Closed mds1 closed 6 months ago
So far, I've not been able to reproduce this locally. From what I can see in the logs, if it's hanging, it seems to be hanging at an execute request: I've never seen the backend hang on this type of request before. To move this forward, besides removing the big test being executed and implementing better logging, we'll shortly be opening a PR to offload the compute. Hopefully, all of this sheds more light on what might be happening here. Will keep updating here what I find!
We have not since this since I've opened, it's possible it could have been some flake with CircleCI infra.

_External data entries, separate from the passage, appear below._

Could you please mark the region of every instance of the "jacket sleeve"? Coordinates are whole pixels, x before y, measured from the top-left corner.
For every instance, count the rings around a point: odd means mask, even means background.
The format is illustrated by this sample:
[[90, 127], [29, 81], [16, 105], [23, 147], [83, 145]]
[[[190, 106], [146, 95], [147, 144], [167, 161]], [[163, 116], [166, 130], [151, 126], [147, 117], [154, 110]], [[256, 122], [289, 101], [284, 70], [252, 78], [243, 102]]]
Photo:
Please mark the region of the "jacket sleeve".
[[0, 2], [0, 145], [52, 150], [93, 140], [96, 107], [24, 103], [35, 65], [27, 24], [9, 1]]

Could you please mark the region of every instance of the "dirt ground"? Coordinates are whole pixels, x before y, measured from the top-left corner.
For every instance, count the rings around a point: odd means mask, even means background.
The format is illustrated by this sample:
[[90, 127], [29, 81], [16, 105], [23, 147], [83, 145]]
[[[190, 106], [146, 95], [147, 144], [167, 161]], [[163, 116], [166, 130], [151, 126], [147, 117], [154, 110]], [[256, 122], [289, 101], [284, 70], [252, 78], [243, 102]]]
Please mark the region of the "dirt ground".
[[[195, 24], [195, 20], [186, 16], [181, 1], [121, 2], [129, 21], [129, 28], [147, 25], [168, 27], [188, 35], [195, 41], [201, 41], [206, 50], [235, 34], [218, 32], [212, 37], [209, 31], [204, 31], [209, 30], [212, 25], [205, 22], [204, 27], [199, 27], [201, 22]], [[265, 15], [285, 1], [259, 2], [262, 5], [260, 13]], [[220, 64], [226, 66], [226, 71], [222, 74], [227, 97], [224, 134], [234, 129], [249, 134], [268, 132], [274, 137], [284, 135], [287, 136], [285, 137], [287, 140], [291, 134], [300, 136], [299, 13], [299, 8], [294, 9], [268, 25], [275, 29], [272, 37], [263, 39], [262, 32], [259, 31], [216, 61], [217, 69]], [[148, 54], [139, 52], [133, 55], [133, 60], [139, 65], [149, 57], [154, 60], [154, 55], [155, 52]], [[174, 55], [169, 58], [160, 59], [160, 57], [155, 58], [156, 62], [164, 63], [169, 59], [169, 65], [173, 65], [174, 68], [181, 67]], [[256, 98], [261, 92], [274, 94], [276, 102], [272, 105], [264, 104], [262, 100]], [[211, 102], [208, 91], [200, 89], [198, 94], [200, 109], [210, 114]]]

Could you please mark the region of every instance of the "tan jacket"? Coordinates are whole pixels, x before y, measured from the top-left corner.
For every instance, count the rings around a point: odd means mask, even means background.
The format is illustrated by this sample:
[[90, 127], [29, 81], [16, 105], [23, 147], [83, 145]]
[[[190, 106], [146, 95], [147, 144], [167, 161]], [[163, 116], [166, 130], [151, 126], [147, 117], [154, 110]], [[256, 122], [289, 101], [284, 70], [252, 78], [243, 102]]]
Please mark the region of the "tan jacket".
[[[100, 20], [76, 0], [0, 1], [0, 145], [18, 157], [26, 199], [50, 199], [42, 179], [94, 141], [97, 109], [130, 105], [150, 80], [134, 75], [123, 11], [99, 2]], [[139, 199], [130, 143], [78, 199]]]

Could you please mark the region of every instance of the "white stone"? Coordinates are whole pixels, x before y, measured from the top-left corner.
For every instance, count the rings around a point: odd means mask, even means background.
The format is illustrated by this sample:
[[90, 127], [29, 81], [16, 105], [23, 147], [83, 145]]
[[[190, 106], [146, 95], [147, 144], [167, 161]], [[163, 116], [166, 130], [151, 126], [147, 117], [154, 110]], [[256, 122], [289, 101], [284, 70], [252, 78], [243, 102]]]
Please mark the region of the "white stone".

So I will optimistically close this for now, and will reopen if it surfaces again
In https://github.com/ethereum-optimism/optimism/pull/10159 we updated from kontrol version 0.1.196 to 0.1.247. We now occasionally get
Too long with no output (exceeded 10m0s): context deadline exceeded
job failures in CircleCI, such as this one.This is a CircleCI feature that causes jobs to timeout if it's been over 10m with no output, you can read more here: https://support.circleci.com/hc/en-us/articles/360045268074-Build-Fails-with-Too-long-with-no-output-exceeded-10m0s-context-deadline-exceeded.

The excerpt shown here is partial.